At last, pale blue lights rippled through the leader. “We comprehend.”
“Perhaps you can tell us why the Sh’daar insist we surrender our freedom.”
“Because we must face the enemy as one swarm. We swarm as one.”
Gray swallowed, hard. “What enemy?”
“The gods . . .”
Data cascaded through human awareness, translated and ordered by the artificial intelligences tapped into the Glothr information networks. Within that cascade, in nested shells of encoded qubits, lay the history of the Sh’daar Collective, beginning with the Transcendence—the Schjaa Hok—of the powerful ur-Sh’daar of nearly 900 million years before.
The Collective was—as some humans had theorized—an empire of both space and time, one stretching across nearly a billion years and embracing a population of hundreds of trillions of beings representing millions of inte
lligent species. At one end of that trans-temporal union were the Refusers of the N’gai Cloud . . . the small, irregular galaxy cannibalized by the Milky Way at a time when single-celled life ruled a far younger Earth. The Refusers, those members of the ancient ur-Sh’daar who had refused Transcendence, had become the Sh’daar Collective.
At the other end were a handful of technic species, the Glothr among them, fleeing the Milky Way Galaxy in search of sanctuary elsewhere: Andromeda, the Magellanic Clouds, the Draco and Ursa Minor dwarf galaxies, and others.
Civilization—intelligent life itself within the Milky Way itself—appeared to be doomed.

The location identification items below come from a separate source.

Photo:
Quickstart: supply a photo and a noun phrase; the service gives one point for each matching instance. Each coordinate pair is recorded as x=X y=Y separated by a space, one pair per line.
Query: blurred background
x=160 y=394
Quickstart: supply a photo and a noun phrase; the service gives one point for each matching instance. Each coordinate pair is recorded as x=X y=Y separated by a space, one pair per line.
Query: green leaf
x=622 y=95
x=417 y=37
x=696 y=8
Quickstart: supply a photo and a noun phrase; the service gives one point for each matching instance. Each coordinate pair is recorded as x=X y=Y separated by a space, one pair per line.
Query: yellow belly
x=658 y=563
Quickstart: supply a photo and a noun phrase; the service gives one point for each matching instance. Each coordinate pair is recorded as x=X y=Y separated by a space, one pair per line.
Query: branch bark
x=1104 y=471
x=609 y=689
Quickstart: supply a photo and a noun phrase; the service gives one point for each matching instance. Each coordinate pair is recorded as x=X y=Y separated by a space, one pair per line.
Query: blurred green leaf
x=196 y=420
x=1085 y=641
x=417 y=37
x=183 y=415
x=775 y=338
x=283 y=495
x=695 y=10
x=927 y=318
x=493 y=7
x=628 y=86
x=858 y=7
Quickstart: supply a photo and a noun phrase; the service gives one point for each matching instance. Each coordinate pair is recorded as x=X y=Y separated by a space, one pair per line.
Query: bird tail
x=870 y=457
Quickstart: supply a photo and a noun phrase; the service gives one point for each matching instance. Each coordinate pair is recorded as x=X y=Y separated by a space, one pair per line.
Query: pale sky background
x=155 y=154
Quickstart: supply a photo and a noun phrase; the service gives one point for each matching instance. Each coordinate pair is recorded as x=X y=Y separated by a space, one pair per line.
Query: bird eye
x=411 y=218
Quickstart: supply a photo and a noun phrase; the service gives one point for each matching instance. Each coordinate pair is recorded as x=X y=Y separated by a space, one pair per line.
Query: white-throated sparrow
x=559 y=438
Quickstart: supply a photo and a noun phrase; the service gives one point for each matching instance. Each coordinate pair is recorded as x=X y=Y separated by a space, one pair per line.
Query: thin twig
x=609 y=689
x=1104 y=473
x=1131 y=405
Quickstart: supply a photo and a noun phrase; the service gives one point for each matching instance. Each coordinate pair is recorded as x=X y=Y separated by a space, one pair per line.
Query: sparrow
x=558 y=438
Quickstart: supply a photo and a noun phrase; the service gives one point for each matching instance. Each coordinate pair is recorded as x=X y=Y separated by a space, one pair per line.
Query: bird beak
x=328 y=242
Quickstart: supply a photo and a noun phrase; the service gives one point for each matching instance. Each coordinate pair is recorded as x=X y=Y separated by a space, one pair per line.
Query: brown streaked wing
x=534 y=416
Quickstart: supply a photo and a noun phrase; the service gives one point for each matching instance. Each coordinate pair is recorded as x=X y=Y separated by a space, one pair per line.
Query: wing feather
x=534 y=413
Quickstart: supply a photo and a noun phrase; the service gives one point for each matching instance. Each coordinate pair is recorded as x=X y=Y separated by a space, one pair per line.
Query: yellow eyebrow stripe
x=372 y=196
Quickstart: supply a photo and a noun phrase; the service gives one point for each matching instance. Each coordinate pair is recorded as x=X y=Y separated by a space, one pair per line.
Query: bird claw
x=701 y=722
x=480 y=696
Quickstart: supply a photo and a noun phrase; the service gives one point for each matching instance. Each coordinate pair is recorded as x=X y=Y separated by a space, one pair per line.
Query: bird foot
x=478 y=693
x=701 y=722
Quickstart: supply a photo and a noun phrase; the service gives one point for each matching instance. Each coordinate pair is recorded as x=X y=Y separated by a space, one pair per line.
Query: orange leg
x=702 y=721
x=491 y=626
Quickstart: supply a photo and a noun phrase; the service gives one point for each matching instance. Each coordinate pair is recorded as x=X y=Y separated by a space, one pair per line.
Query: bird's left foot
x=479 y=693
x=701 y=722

What, Gray wondered, had happened?
Data continued flowing into his brain, opening images of inexpressible grandeur. Gray saw the galaxy, viewed from outside, from above the galactic plane—probably from the same vantage point as the one now occupied by Invictus. The galaxy appeared . . . complete, perfect, a vast, glowing whirlpool of 400 billion stars, the sweep of the spiral arms predominantly blue, wreathed through with twisted lanes of black dust; the central bulge glowing faintly red, banked round about by parapets of softly illuminated dust clouds and nebulae. It was a young galaxy, healthy and in its prime, its vast clouds of dust and hydrogen gas continuing to give birth to new stars year by year.
This is the galaxy as it was in your time, a voice said in Gray’s head. But now . . . as we move forward in time . . .
As he watched, the image changed.
The transformation was startling in its intensity and in the suddenness, the completeness of it. The mathematic perfection of those gorgeous spiral arms had been broken and disrupted; the myriad stars themselves scattered, consumed or severely dimmed, their glow banked down to a fraction of what they’d emitted before; the gas and dust clouds devoured. Somehow, the galaxy had become a pale echo of its former glory—old, feeble, and waning.
At the core now rested a vast shadow, curving and smooth-rimmed, translucent and faintly golden in hue. Gray was having trouble making it out. Or, rather, he was having trouble putting reasonable meaning to what he was seeing; it looked like an immense, hazy sphere had been dropped into the galaxy’s central region . . . or like a bubble ten thousand light years across had engulfed the core.